# Portable Hard Drive not getting detected.



## hunter2002 (Apr 28, 2012)

I have a Seagate FreeAgent Go 320GB portable Hard Drive. 
It was working fine with about 250GB used up, but one day it just stopped working. 
What really happened is it stopped detecting on the computer in which I was using it. The HD has a light indicator, and it kept glowing even when it was not detected on the computer. And it still glows as if the HD has been connected normally.
Since then I have tried to run the HD on about 10 computers, including those running Windows XP, Windows 7 and Windows 8 CP, but it still doesn't show up in My Computer. 
The device manager simply hangs and stops responding when the HD is connected, but runs back into action as soon as the HD is disconnected. 
I also tried Command Prompt's DISKPART, but then too, the computer stops responding. 

A few days ago I took it to a shop, where I told them my problem. The guy there connected the HD to his laptop and it simply showed up as it should. All drives were visible with their content. So he said that it's fine and I took it home, thinking that it had started working. But it did the same at home and it still doesn't work. I didn't get a chance to get back to that shop as it is too far away from my house.
I'm on a different computer now which runs Windows 8 CP. The HD doesn't work here either. The drives show up, but without any content. They just don't open when double clicked and the computer stops responding. Same is the case with Windows 7, but on XP the Drive doesn't show up at all.

I have attached the current screenshot of the HD in My Computer. Disks F, L and M are partitions on the HD.
Please ask for any more necessary details and help me with this problem.

Thank you.


----------



## pip22 (Aug 22, 2004)

That's a tough one, it worked okay at the shop but not when you brought it home. 
Just to try and get this problem going somewhere at least, I suggest you test the drive with "_Seagate SeaTools for Windows_" and see what that has to say about it's physical health. Get it here (click the Downloads tab): SeaTools | Seagate

Install SeaTools, open it, choose your external drive from the list of detected drives, then use the Long or Extended test (if available) rather than short test.

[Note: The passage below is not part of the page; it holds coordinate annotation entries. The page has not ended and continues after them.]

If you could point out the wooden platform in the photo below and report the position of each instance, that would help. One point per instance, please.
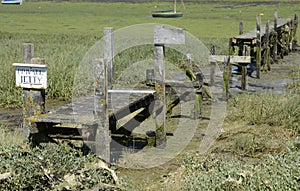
(253, 33)
(82, 110)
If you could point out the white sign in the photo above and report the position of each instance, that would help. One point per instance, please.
(31, 75)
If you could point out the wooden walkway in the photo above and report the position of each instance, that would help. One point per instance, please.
(82, 110)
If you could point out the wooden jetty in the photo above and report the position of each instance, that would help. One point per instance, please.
(265, 45)
(93, 118)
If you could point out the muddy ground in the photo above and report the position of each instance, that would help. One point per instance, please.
(274, 81)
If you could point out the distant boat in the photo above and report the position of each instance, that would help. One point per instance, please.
(168, 13)
(18, 2)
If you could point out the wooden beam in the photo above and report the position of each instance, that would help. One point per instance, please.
(244, 70)
(212, 66)
(258, 45)
(132, 91)
(109, 54)
(160, 118)
(102, 137)
(233, 59)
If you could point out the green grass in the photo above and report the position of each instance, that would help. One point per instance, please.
(277, 172)
(9, 136)
(63, 32)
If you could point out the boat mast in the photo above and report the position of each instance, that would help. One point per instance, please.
(174, 6)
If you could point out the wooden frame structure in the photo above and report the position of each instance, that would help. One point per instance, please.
(267, 44)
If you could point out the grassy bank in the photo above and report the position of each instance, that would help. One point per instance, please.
(63, 32)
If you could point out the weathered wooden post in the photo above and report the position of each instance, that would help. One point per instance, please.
(163, 36)
(109, 54)
(241, 28)
(267, 65)
(32, 77)
(149, 76)
(275, 38)
(102, 137)
(258, 45)
(212, 66)
(244, 69)
(295, 26)
(226, 76)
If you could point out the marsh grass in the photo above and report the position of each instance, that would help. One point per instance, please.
(10, 137)
(63, 32)
(269, 109)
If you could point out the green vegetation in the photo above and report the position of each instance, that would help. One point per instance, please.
(278, 172)
(63, 33)
(53, 168)
(254, 151)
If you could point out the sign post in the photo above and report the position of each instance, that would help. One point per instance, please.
(32, 77)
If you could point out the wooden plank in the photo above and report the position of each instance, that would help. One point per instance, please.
(109, 54)
(31, 75)
(102, 137)
(252, 34)
(160, 118)
(258, 45)
(28, 52)
(233, 59)
(212, 66)
(244, 70)
(130, 91)
(166, 35)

If it passes the test, well at least when you post back you can say "I've already tested it & it passed". Then we can confidently say it's fixable but we need to find the fix.


----------



## spunk.funk (May 13, 2010)

Make sure you are plugging this drive into the _Back _USB port of the computer and not the front or through a hub as this diminishes the power. Considering how many drives you have, Your USB ports may not be providing enough power to power the drive up. 
In Windows 7 and 8 Go to Start/Search and type *diskmgmt.msc* Right click *diskmgmt *icon in the search results and Run As Administrator. Here you can see all of your drives an partitions. 
You can also remove the drive from it's enclosure and attach it to a USB Adapter or an enclosure with a power adapter. Seagate 2.5" 1.5TB Ext FreeAgent GoFlex Disassmebly/Removal - YouTube


----------



## hunter2002 (Apr 28, 2012)

Thank you pip22 and spunk.funk for the quick response.

pip22: I did as you told and downloaded SeaTools.
However, the drive did the same as it does with the device manager. When the drive is connected and I start the SeaTools scan, it just stops responding at the scanning interface. As soon as I disconnect the drive, the scanning completes, and the drive shows up in the list. But of course, the drive is disconnected now and SeaTools can't test it. If I reconnect it at this point, SeaTools becomes unresponsive again and shoots back into action as soon as I disconnect the drive.

I just scanned again via SeaTools. This time the HD has been detected by SeaTools while being connected to the computer. However, no tests are available (screen attached) and it says "SHORT DST - FAIL". Screens 1 and 2. :ermm:



spunk.funk: I have only one portable HD. And yes, I also tried connecting it to the back USB port. I do not use a USB hub. Disk Management simply stops responding. Screen 3.
I do not have a USB adapter. However I will try that too, if I get a chance.


----------



## spunk.funk (May 13, 2010)

Remove the drive from the enclosure and either Get a USB Adapter or another enclosure or you can attach the drive internally to a Desktop computer,


----------